Few treatment options have been more thoroughly evaluated than myoma treatment, and, yet, no randomized prospective trial can answer the question: What is the best treatment? This question can only be answered as part of a shared patient-doctor decision-making process. One important aspect of this process is adequate counseling. Table 5 summarizes the counseling-cascade that should be presented, discussed, and documented, to make sure that all options were truly presented to the patient.
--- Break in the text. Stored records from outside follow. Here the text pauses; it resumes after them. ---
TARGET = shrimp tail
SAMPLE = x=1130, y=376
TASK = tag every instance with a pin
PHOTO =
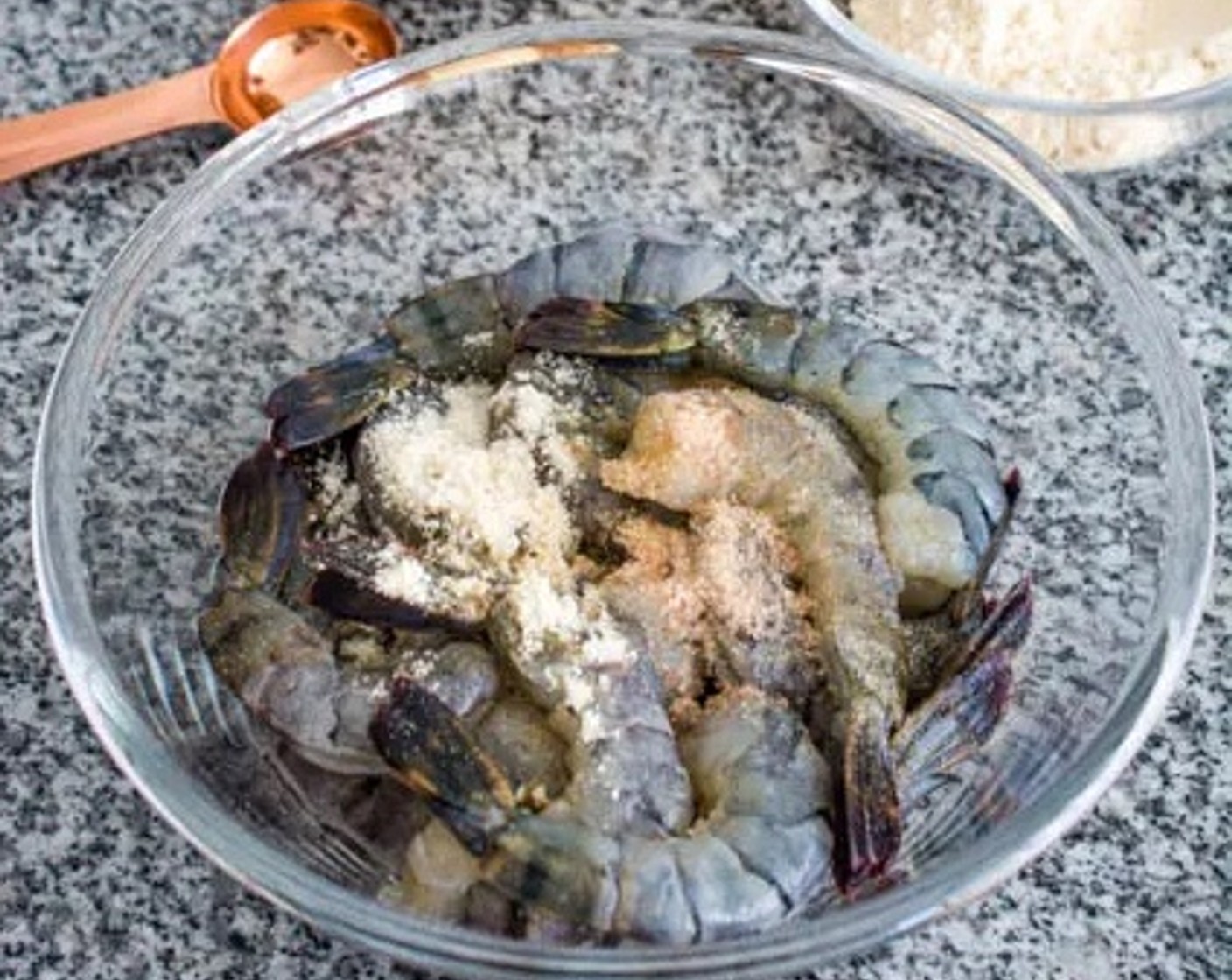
x=967, y=603
x=598, y=329
x=335, y=396
x=429, y=751
x=950, y=725
x=869, y=820
x=260, y=514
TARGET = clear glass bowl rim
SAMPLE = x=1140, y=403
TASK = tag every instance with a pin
x=1214, y=94
x=154, y=771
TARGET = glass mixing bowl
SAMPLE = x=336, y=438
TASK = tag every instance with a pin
x=290, y=244
x=1075, y=136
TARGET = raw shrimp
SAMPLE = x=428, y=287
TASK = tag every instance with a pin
x=941, y=496
x=695, y=448
x=477, y=492
x=319, y=688
x=760, y=848
x=465, y=328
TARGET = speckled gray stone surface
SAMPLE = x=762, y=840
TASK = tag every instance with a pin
x=94, y=886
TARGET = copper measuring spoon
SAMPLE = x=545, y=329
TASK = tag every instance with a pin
x=272, y=58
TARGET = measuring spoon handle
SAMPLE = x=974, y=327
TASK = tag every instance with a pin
x=33, y=142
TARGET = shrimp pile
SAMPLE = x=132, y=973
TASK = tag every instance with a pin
x=647, y=605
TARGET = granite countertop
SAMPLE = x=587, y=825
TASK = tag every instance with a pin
x=93, y=884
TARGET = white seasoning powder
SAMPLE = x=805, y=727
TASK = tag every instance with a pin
x=1092, y=51
x=440, y=469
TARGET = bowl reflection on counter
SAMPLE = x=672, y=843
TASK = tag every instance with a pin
x=289, y=247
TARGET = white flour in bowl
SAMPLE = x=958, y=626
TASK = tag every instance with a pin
x=1090, y=51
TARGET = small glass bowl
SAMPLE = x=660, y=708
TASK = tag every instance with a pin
x=290, y=244
x=1074, y=136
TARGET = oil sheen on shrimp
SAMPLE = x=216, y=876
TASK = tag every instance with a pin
x=941, y=496
x=760, y=847
x=693, y=448
x=465, y=327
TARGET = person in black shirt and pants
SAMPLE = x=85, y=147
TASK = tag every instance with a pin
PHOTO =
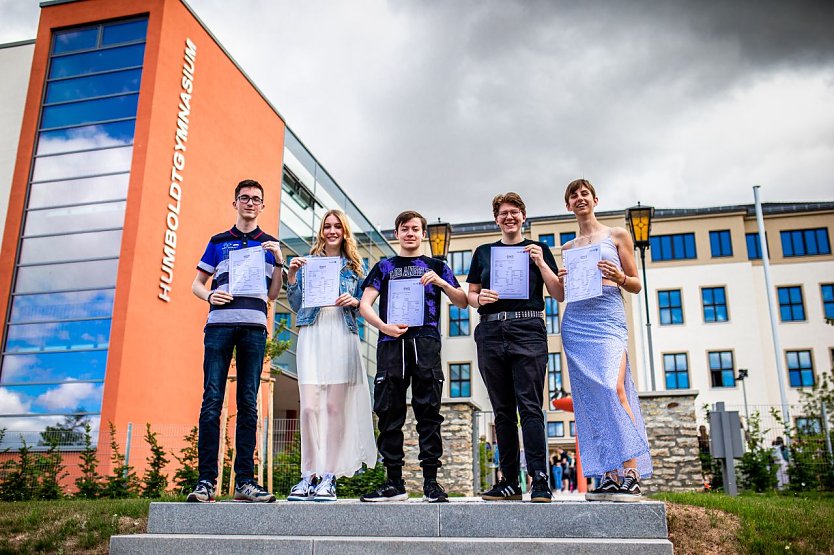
x=512, y=352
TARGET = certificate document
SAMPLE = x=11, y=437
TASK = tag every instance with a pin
x=584, y=279
x=509, y=272
x=406, y=302
x=247, y=274
x=321, y=281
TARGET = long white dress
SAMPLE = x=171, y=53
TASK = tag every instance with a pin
x=337, y=433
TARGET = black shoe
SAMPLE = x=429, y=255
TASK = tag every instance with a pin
x=434, y=492
x=606, y=489
x=629, y=491
x=389, y=491
x=540, y=491
x=503, y=491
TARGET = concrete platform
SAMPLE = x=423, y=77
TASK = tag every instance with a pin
x=151, y=544
x=569, y=525
x=461, y=519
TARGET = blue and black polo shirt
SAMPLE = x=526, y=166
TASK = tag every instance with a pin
x=242, y=311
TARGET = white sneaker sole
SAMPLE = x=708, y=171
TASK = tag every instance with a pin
x=400, y=497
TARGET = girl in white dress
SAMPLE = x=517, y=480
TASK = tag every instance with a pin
x=337, y=433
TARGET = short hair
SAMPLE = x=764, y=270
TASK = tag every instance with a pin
x=248, y=183
x=409, y=215
x=508, y=198
x=577, y=184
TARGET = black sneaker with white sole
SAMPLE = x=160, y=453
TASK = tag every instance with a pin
x=434, y=492
x=203, y=493
x=540, y=489
x=606, y=489
x=503, y=491
x=252, y=492
x=629, y=491
x=389, y=491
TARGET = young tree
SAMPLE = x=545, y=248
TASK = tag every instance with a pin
x=89, y=483
x=154, y=481
x=122, y=482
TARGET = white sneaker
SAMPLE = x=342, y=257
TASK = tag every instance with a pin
x=302, y=491
x=326, y=490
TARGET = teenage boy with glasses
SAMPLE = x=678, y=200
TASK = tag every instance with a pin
x=236, y=324
x=409, y=356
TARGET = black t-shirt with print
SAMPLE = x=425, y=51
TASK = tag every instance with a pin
x=479, y=274
x=411, y=267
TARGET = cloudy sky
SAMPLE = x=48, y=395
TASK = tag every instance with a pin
x=439, y=105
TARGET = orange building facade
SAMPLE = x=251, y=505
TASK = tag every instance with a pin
x=137, y=126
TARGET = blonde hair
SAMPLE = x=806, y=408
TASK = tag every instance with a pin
x=348, y=249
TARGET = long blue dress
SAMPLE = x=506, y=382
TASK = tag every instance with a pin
x=595, y=337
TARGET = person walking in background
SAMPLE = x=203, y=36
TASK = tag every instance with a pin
x=409, y=356
x=337, y=431
x=512, y=349
x=236, y=325
x=609, y=423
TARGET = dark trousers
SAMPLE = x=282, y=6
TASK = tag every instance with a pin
x=512, y=359
x=248, y=343
x=400, y=363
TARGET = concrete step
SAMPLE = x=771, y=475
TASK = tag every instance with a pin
x=471, y=518
x=186, y=544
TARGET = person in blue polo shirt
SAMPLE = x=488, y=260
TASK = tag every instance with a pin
x=236, y=324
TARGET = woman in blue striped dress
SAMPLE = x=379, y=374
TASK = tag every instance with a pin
x=609, y=424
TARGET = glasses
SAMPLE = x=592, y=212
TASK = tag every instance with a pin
x=246, y=199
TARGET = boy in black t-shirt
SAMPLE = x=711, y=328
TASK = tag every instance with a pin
x=512, y=352
x=409, y=355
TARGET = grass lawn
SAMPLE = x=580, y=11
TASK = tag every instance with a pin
x=69, y=525
x=774, y=522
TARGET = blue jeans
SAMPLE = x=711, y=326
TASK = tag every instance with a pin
x=220, y=342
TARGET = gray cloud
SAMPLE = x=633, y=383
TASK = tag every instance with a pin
x=437, y=105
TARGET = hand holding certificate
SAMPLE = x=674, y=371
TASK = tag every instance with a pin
x=406, y=302
x=247, y=273
x=321, y=281
x=583, y=280
x=509, y=272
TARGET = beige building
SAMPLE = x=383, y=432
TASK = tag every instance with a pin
x=707, y=303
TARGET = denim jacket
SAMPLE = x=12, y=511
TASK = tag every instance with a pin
x=349, y=282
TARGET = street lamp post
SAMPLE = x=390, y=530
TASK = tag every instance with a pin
x=639, y=222
x=742, y=377
x=440, y=234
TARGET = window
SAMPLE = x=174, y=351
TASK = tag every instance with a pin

The available literature clearly answers many questions. Are minimally invasive procedures safe? In the hands of a skilled surgeon, the answer is “yes.” Can nonsurgical interventions be recommended? Yes, they are safe and suitable for selected patients. Should hysterectomy be total or supracervical? Either approach can be chosen, it mostly depends on patient preference. No difference with regard to sexual function or pelvic floor support has been shown [2427]. What is the upper size-limit for laparoscopic hysterectomy? It depends on the surgeon’s willingness to torture him/herself and the OR team. Not everything that is laparoscopically possible makes laparoscopic sense. Should a salpingectomy always be performed during hysterectomy? Prospective data is lacking, but most gynecologic surgeons would counsel in favor of prophylactic salpingectomy [28]. Is surgery safer with or without in-bag morcellation? In the United States, in many hospital settings, unprotected morcellation is no longer allowed. Whether it is safer needs to be shown over the next years. Is there an upper limit for number of fibroids removed in laparoscopic myomectomy? Most surgeons would consider laparotomy when more than five fibroids are involved; however, the final decision depends on surgeon preference, site of the myomas, and patient desire to avoid laparotomy [29]. Which suture technique is superior: extracorporeal or intracorporeal. It depends on surgeon choice. Is intrauterine injection of vasoconstrictive drugs necessary? There is low quality evidence for its benefit [30] but most experienced surgeons will use it. Should the uterine arteries be routinely clipped in laparoscopic myomectomy? Clipping the uterine arteries requires fairly advanced technical skills. When serious bleeding is expected, it can make an extensive laparoscopic myomectomy laparoscopically feasible [31]. Should patient be pretreated with Gn-RH-analogs prior to hysteroscopic myomectomy? Ideally, visualization should be optimal during intracavitary procedures; that is, no endometrial lining should obstruct the surgeon’s view. Gn-RH-analogs can help [32]. In summary, many ways lead to Rome as far as myoma treatment is concerned and surgery remains the most effective and the definitive highway.

5. Conclusion

Presently, the following options exist for effective myoma treatment, starting from the most conservative approach to the most invasive approach: symptomatic treatment with oral contraceptive pills or levonorgestrel-releasing IUDs, ulipristal acetate treatment, HIFU, myoma embolization, surgical myomectomy (hysteroscopic, laparoscopic, open), and hysterectomy. Different factors will affect the patient’s choice: personal preference, age, desire for childbearing and future fertility, individual symptoms, and local medical availability of different treatment approaches. Because of the highly heterogeneous clinical situations, prospective randomized trials rarely reflect the individual patient-physician decision. At this point, no superior treatment can be defined. However, all treatment options included in this review have proven their safety and effectiveness and should be discussed with the patient, depending on their availability.

Conflicts of Interest

The authors declare that they have no conflicts of interest.